The Labrador, 4,737 tons, launched from the famous shipyard of Harland & Wolff, Belfast, in 1891, has also been a successful and popular ship. She combines in her construction a number of the latest improvements, and has attained a high rate of speed, with large cargo capacity and a moderate consumption of fuel. Until the arrival of the Canada, in October, 1896, the Labrador held the record for the fastest voyage from Moville to Rimouski—6 days, 8 hours. In August, 1895, she made the voyage from land to land in 4 days, 16 hours. In May, 1894, she averaged 365 knots a day, equal to fifteen knots an hour, her best day’s run being 375 knots, which was regarded as great work considering the small amount of fuel consumed. In December of that year she made the run from Moville to Halifax in 6 days, 12 hours.

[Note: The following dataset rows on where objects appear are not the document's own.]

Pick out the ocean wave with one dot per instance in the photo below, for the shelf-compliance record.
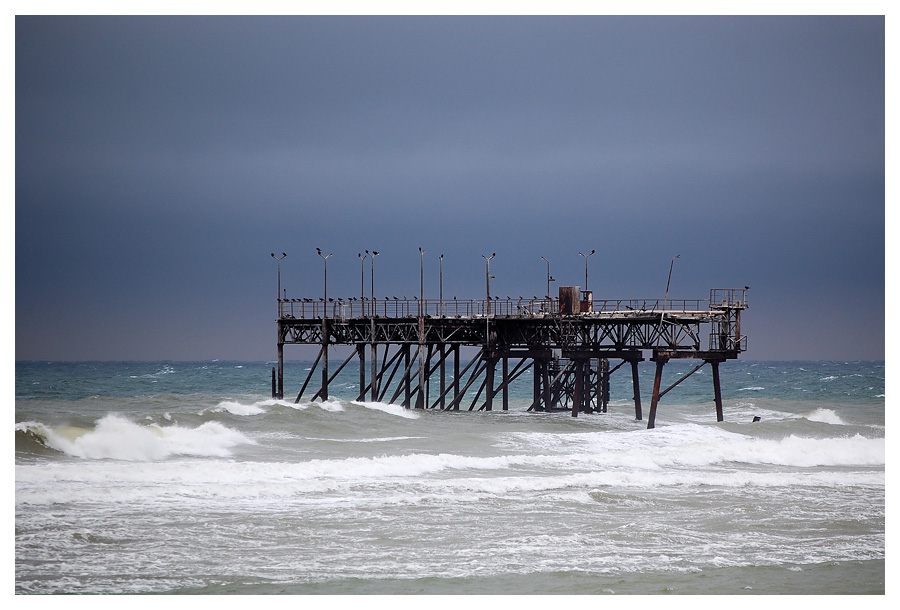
(825, 416)
(398, 410)
(115, 437)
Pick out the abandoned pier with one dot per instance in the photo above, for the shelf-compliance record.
(408, 350)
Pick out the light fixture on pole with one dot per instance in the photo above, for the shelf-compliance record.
(421, 281)
(549, 277)
(372, 254)
(585, 267)
(487, 261)
(278, 260)
(325, 259)
(362, 281)
(671, 265)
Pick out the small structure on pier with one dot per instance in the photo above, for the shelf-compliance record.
(567, 342)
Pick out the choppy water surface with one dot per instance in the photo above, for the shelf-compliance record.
(187, 478)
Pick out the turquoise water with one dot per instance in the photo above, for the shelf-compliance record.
(186, 477)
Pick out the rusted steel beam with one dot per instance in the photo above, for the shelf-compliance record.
(308, 377)
(335, 374)
(717, 389)
(654, 401)
(636, 384)
(682, 378)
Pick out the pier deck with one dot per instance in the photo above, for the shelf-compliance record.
(567, 341)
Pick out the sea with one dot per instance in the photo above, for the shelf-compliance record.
(189, 478)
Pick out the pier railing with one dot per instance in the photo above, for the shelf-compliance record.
(471, 308)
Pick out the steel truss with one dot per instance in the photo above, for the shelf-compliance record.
(569, 354)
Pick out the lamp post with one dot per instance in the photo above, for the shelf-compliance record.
(325, 259)
(671, 265)
(585, 267)
(421, 280)
(487, 261)
(549, 278)
(278, 260)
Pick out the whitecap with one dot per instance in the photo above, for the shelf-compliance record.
(825, 416)
(115, 437)
(388, 408)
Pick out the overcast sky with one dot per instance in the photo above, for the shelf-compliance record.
(159, 161)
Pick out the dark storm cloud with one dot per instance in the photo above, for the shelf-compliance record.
(159, 160)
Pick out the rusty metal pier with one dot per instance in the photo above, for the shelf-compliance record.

Up to this point, however, the business ability and enterprise of the Dominion Company had not been rewarded with financial success. For years they had to contend with the general depression of trade, the keen competition of other lines, and ruinous rates of freight. In the autumn of 1894 the managers resigned, and the entire fleet of vessels was sold to Messrs. Richards, Mills & Co., of Liverpool, at a great sacrifice. The Montreal agency remains as heretofore with Messrs. D. Torrance & Co., and under the new management the line seems to have entered upon a career of prosperity.

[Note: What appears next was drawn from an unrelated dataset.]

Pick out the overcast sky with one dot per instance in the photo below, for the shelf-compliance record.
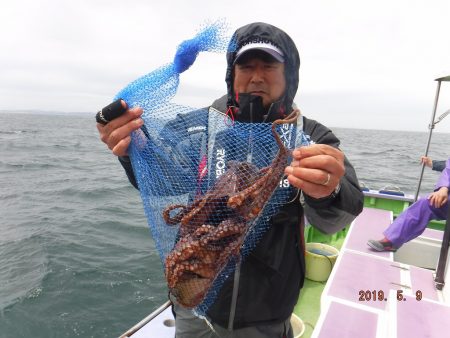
(364, 64)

The casualties on the St. Lawrence route to steamers of this line have been numerous, but with a comparatively small loss of life. The foundering of the Vicksburg, from collision with ice, in 1875, was the most disastrous, involving the loss of forty-seven lives of passengers and crew—including the captain—and a large number of cattle. The Ottawa went ashore about fifty miles below Quebec in 1889 and became a total wreck. The Idaho was wrecked on Anticosti in 1890; the Montreal, on the island of Belle Isle in 1889. The Texas went ashore on Cape Race in a fog and became a total wreck. In September, 1895, the Mariposa, a beautiful twin-screw chartered steamer of 5,000 tons, was stranded at Point Amour in the Straits of Belle Isle and became a total wreck, but the passengers and crew were all saved.

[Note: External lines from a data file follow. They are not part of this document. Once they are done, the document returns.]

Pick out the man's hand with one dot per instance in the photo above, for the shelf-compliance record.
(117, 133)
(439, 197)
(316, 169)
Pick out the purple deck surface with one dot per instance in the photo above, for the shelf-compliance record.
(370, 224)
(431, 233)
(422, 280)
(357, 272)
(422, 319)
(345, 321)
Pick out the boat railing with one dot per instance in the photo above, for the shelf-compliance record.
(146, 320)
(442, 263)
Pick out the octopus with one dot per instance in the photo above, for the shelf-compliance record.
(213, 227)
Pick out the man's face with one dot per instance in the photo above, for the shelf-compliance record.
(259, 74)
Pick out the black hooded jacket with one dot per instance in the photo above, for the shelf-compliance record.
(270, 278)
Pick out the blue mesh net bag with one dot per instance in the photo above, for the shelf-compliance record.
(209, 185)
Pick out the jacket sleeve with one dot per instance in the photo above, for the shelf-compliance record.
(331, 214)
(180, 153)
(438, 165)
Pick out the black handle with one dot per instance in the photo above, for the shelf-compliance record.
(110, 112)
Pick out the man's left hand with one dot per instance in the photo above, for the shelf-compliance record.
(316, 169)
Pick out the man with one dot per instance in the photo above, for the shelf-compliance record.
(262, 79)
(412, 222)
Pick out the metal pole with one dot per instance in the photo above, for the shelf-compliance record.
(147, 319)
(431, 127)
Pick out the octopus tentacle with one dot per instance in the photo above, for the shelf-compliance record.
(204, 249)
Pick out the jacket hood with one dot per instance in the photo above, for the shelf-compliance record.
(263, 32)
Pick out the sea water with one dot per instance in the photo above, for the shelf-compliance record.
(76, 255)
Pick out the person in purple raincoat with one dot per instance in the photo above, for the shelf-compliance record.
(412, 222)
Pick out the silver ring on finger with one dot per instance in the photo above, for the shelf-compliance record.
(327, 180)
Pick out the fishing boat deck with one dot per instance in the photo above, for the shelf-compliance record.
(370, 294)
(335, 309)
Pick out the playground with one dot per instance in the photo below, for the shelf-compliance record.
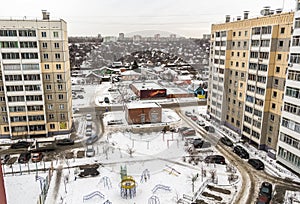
(147, 168)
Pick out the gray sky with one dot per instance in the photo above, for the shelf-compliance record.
(189, 18)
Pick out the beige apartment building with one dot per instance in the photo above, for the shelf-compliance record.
(248, 64)
(35, 84)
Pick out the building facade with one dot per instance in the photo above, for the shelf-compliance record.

DOMINION LINE SS. “CANADA.”

It very soon became apparent that the new management of the Dominion Line was bent on a new departure. They lost no time in discarding the smaller boats and replacing them with large and powerful freight steamers having also limited accommodation for passengers. Of this type were the Angloman[34] and the Scotsman. The latter is a fine twin-screw ship of colossal strength, 6,040 tons register, with a carrying capacity of from 9,000 to 10,000 tons of cargo, and an average speed at sea of twelve to thirteen knots. In September, 1895, in addition to a large general cargo, the Scotsman left Montreal with the largest shipment of live stock that ever left this port, consisting of 1,050 head of cattle, 2,000 sheep, and 47 horses, all of which were landed safely in Liverpool. But the latest addition to the fleet is in advance of the Scotsman. The Canada, which sailed on her first voyage from Liverpool on October 1st, 1896, is a type of ocean steamer new to the St. Lawrence, and is designed to meet present requirements by combining in one vessel the essential features of a first-class passenger ship with so large a freight-carrying capacity as to make her practically independent of subsidies. The Canada is a twin-screw steamer 515 feet long, 58 feet beam, and 35 feet 6 inches moulded depth. Her gross tonnage is about 9,000 tons. Her triple expansion engines are calculated to develop 7,000 horse-power with a steam boiler pressure of 175 pounds. Her staterooms are perhaps the finest feature of the ship—equal to any on the ocean ferry. Her maiden voyage was a stormy one, but it easily surpassed all previous records from Liverpool to Quebec. On her second trip she left Liverpool at 5 p. m. on October 29th, and reached Rimouski on November 4th, at 11.40 p. m., thus making the voyage in 6 days, 11 hours and 40 minutes, and to Quebec in 6 days, 23 hours, 30 minutes. Her average speed on this voyage was about 16 knots an hour, and her best day’s run, 416 knots, equal to 17⅓ knots an hour.